Погасив, я опять сел на диван. Я искал в себе следы нервозности, страха. Ничего подобного. Бык готов для бойни. Я надеялся, сам не знаю почему, что он ударит меня в затылок.
Послышался какой-то легкий шум.
Я скрестил руки и слегка наклонил голову.
У него наверняка электрический фонарик.
В гостиной вспыхнул свет.
В дверях стояла Лора, держа руку на выключателе.
Я застыл, словно в параличе, уставившись помутневшим взором в галлюцинаторную нереальность.

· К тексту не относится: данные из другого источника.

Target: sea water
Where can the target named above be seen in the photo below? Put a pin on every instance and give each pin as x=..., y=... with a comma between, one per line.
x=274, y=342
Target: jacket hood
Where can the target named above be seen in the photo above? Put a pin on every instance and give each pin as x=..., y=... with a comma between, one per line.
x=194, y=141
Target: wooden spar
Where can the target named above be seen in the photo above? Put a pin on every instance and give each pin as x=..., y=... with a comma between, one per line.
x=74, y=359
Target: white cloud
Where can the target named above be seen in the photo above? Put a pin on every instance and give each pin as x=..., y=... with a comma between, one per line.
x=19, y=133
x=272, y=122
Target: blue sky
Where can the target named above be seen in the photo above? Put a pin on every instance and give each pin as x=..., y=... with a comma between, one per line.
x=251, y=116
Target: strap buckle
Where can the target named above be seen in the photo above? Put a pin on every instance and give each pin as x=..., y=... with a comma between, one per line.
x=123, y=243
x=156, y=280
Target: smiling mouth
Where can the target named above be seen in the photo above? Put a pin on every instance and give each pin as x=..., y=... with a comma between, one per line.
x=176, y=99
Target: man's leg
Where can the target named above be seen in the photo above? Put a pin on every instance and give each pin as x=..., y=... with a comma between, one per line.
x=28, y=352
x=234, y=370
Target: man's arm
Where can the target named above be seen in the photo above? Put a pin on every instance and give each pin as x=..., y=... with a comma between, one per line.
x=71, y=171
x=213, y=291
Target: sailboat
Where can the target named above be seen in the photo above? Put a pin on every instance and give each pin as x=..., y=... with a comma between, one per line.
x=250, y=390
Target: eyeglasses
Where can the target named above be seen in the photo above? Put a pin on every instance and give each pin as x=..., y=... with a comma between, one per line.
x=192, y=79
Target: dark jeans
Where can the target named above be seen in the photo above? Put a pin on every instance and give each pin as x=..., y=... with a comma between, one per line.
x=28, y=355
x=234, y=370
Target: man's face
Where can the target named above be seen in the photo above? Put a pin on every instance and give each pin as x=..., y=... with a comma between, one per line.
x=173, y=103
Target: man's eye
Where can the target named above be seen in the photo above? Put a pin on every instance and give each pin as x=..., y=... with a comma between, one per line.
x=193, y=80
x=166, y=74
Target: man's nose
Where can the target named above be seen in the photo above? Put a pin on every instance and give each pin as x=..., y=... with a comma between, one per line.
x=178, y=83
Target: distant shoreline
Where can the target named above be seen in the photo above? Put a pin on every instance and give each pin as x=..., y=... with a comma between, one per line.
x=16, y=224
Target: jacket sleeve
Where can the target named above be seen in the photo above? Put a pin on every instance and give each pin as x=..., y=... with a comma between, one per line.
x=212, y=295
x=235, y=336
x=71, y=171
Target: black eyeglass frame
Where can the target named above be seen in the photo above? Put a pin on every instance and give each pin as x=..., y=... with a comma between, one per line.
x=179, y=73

Она сняла перчатки. В руках у нее была маленькая серебристая сумочка. Изумрудное платье. Длинное платье изумрудного цвета с длинными рукавами и туникой в искрящихся блестках.
…В панике вернулся мир, нахлынув с рокотом и сигналами тревоги. Я вскочил на ноги:
— Тебе нельзя тут оставаться… Я жду…
— Я знаю.
Думаю, моя первая мысль была достойна похвал. Лора почувствовала, что я в опасности, и спешно покинула какой-то разодетый званый ужин, чтобы оказаться рядом со мной. Это была дань уважения женской интуиции и возвышенным чувствам, а если я пишу эти строки с некоторым цинизмом, то лишь потому, что юмор тоже гниет.

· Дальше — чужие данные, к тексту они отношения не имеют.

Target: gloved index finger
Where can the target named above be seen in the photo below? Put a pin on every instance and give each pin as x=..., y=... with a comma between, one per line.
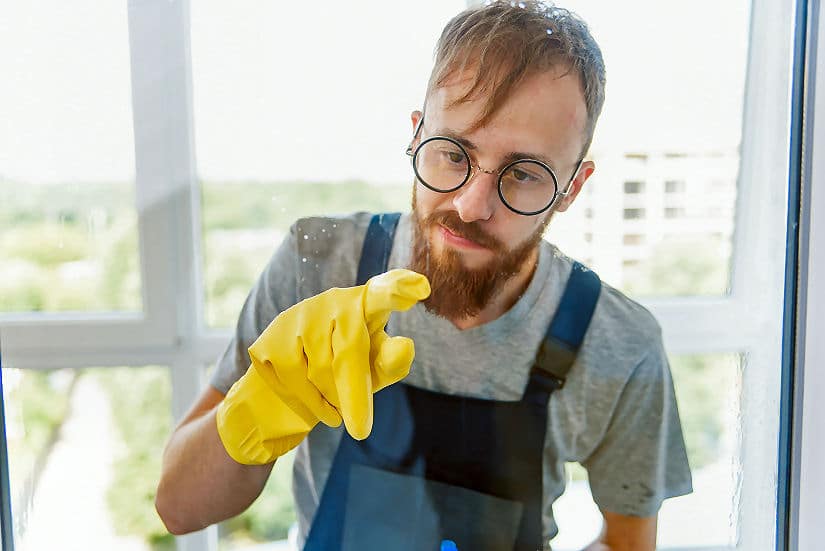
x=396, y=290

… Был темный прямоугольник двери и в золоченом зеркале — седой мужчина, пойманный в западню своими старыми стенами…
— Твоя подруга мне позвонила. Госпожа… Льюис Стоун, да, именно…
— Лили Марлен, — пробормотал я.
Она прошла через гостиную, легкая, победоносная. Зачесанные назад и собранные в узел волосы освобождали очень чистый лоб от всего, в чем был хоть малейший признак тени.

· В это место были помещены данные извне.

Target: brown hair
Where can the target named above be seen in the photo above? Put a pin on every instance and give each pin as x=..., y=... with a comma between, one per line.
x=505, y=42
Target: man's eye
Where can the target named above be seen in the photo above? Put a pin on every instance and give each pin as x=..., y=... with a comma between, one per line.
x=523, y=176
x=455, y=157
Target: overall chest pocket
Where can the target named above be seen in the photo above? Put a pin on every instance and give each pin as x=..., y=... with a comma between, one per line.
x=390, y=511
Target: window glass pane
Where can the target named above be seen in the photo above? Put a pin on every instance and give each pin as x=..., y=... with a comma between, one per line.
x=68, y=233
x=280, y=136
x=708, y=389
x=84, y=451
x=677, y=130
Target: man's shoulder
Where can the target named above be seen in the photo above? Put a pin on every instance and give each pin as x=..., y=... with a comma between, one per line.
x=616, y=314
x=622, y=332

— Твоя подруга мне сказала…
— Я знаю, что она тебе сказала.
Она села рядом со мной:
— Жак, я не могу жить без тебя и… Не собираемся же мы расстаться только потому, что… потому, что…
— Потому что я становлюсь импотентом. Скажи это. Скажи это, Лора. Надо, чтобы это было сказано раз и навсегда…
— Ты не… это неправда! Но тебе требуется…
— … помощь, — сказал я, и мне удалось засмеяться.
— Неправда! Неправда! Твоя подруга мне все объяснила…
— Что она тебе объяснила, эта мерзавка?
— Ты много жил, и твоя сексуальность стала теперь не такой простой… не такой элементарной…
— Не такой… элементарной? Более «причудливой», так, что ли?
— Надо принять себя…
— Докуда? Докуда принять?
Я стоял и орал, и никогда «Закат Европы» не оказывал мне большей поддержки…
— Уж лучше сдохнуть. Пусть Европа принимает, только не я… Если у меня уже нет достаточного будущего, жизнеспособности, силы, если я вынужден лишиться себя самого, отказаться от собственного представления о себе, о цивилизации, о Франции…
— Боже мой, Жак, что ты несешь?
— Есть предел цене, которую я готов платить за энергию, необработанный продукт и сырье…
Но на этот раз я даже не успел засмеяться. В прихожей раздался звук шагов, и вошел Руис. Я уже готовился к этому некоторое время, поскольку чувствовал, что окружен заботами со всех сторон.
На нем была фуражка и шоферская униформа. Под правый погон просунута пара перчаток с пустыми и хищно согнутыми пальцами, тянущимися ко мне, словно крылья черной птицы.
— Старая бандерша, — сказал я.
— Sí, señor, — подтвердил Руис.
Он вышел на середину гостиной, снял фуражку и бесстрастно застыл. Я снова, и в последний раз, испытал жгучее волнение — предчувствие, смешанное с удовольствием, — глядя на это лицо, столь отличное от моего и напоенное совсем другим солнцем. Теперь я заметил, что след жестокости в складке его губ, спокойная уверенность и безразличие его ожидания были почти вызывающими, выдавая уверенность в будущем и в победе… Был еще краткий миг отказа, благородного негодования, непокорства и насмешки, стремительный проход по Елисейским полям со знаменами и де Голлем во главе, несколько глотков мартовского воздуха и внутренней болтовни, где извивалось и с ненавистью агонизировало мое в избытке проявленное классовое сознание…
Револьвер лежал в ящике письменного стола, но это была всего лишь умирающая мысль.